[Nut-upsdev] some megatec-usb issues
Alexander I. Gordeev
lasaine at lvk.cs.msu.su
Wed Feb 7 15:56:11 CET 2007
Hi All,
I've finally found solutions for my previous problems.
But since this includes changes in the shared files, I'd like
to discuss them here.
1. Driver restart problem.
When I start the driver for the first time, everything is ok. But when I want to
restart it, problems begin. The driver fails to read Report descriptor for the
second time (libusb_open is used to open the device). This is caused by my
particular UPS model's allergy. I can read the Report descriptor only once and
only before reading any "special" string descriptors. After that I can do
everything else without troubles. But if I attempt to read it after reading
string descriptors than everything stops working (string descriptors too). So I
have to reset UPS...
This works perfectly under Windows, as the Report descriptor is retrieved only
once - by the OS. Program that drives UPS doesn't do it.

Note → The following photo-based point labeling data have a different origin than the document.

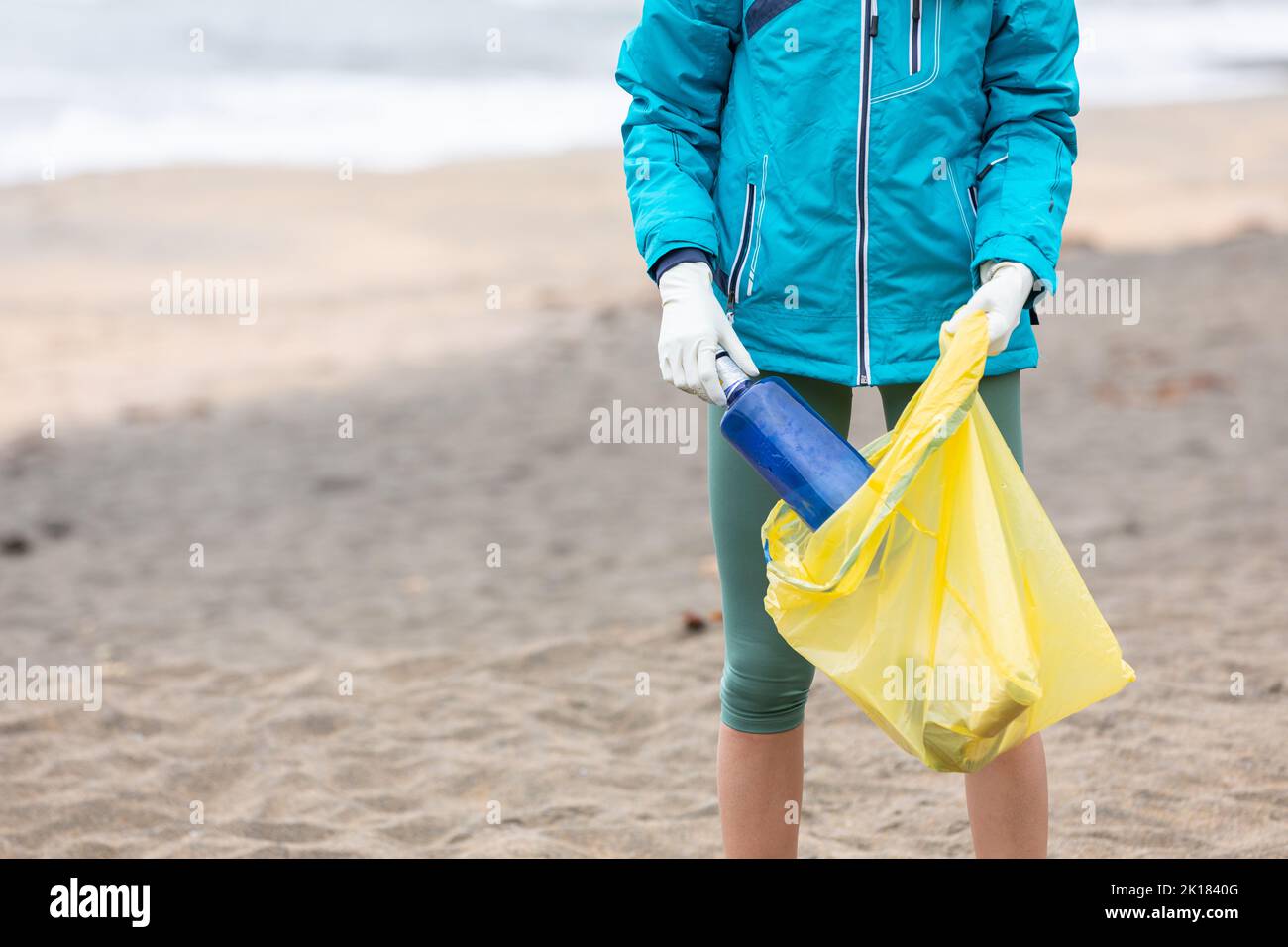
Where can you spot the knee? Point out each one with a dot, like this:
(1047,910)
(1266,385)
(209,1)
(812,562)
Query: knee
(765,697)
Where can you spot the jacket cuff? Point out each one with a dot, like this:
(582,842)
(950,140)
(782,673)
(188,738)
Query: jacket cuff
(1009,247)
(682,254)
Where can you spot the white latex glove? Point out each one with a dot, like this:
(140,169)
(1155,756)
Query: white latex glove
(695,328)
(1003,294)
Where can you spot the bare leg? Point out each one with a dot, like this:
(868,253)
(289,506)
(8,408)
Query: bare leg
(760,780)
(1008,804)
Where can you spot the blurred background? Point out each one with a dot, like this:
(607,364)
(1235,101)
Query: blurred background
(375,466)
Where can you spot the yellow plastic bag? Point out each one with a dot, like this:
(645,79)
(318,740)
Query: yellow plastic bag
(940,598)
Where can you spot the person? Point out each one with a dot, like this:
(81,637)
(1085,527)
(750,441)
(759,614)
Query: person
(816,187)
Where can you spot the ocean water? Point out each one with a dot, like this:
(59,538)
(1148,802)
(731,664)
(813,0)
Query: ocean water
(91,85)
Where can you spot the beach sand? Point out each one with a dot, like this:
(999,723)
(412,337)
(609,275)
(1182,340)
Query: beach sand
(496,709)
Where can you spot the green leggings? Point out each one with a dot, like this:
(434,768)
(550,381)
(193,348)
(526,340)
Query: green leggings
(765,684)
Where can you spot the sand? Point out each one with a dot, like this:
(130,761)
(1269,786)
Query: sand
(496,710)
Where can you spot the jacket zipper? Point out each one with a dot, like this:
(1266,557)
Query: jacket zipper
(739,257)
(758,228)
(914,40)
(861,256)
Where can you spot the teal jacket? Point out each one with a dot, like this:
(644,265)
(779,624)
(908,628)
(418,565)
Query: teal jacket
(846,169)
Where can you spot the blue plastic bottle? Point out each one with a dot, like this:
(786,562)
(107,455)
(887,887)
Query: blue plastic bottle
(811,467)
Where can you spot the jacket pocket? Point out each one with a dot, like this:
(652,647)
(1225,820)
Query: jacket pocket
(914,20)
(966,205)
(761,12)
(909,60)
(746,257)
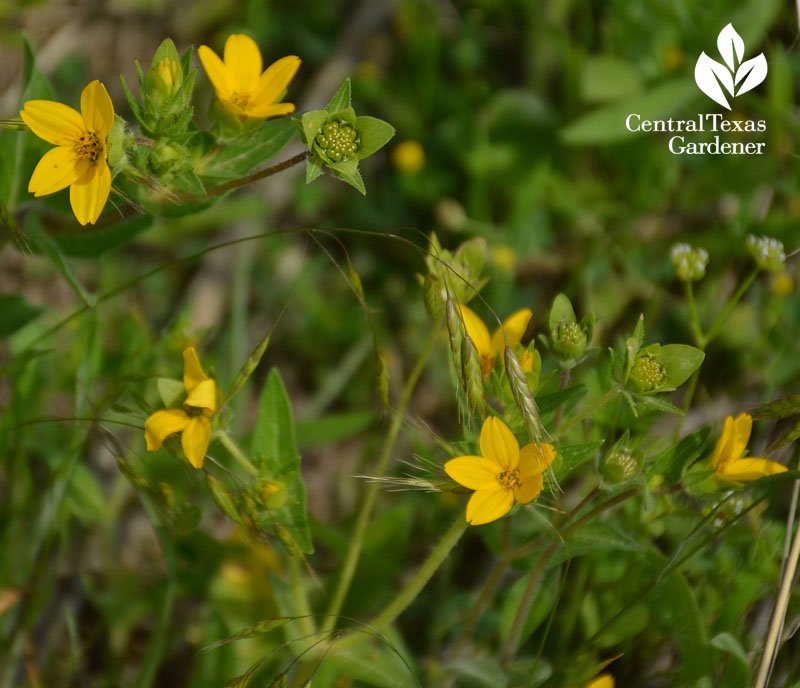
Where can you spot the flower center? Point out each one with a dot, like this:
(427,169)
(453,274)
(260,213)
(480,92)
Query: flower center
(242,100)
(88,146)
(509,479)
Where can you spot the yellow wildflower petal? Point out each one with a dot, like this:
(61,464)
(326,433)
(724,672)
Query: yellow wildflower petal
(742,427)
(203,396)
(243,62)
(269,110)
(749,469)
(602,681)
(88,195)
(57,169)
(722,451)
(195,438)
(193,373)
(529,488)
(97,110)
(535,458)
(498,444)
(54,122)
(161,425)
(477,331)
(486,506)
(474,472)
(275,80)
(217,72)
(514,326)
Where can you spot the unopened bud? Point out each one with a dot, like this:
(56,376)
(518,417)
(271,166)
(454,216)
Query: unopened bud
(648,373)
(690,263)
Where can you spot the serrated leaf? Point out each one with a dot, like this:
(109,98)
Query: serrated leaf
(341,99)
(374,133)
(274,449)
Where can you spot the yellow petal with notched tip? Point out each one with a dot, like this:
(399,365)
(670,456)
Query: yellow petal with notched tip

So the solution is simple: not to retrieve any HID descriptors as I don't need
them and they cause problems. But I think the best time to determine whether to
retrieve HID stuff or not is while device matching is performed. There could be
other devices and subdrivers that need these things. My solution is to reserve
some value that a matcher can return indicating that we don't need HID. For
example, 2. I looked through other drivers that use libusb_open, and their
matchers all return 1. (If I'm not right, please, tell me). So this decision
wouldn't affect other drivers. Also I want to note that any matcher should be
able to prevent retrieving HID descriptors.
libusb_open has already everything that is needed. If the "mode" variable is set
to MODE_REOPEN then HID descriptors aren't retrieved. So the simpliest thing is
to change it:
--- libusb.c (revision 799)
+++ libusb.c (working copy)
@@ -180,7 +180,7 @@
} else if (ret==-2) {
upsdebugx(2, "matcher: unspecified error");
goto next_device;
- }
+ } else if (ret==2) mode = MODE_REOPEN;
}
upsdebugx(2, "Device matches");
This change is enough, it doesn't affect other drivers and IMHO it makes
libusb_open more generic. Of course, some comments should also be there.
2. "UPS No Ack" problem.
I also have a solution for the problem of the "UPS No Ack" answers.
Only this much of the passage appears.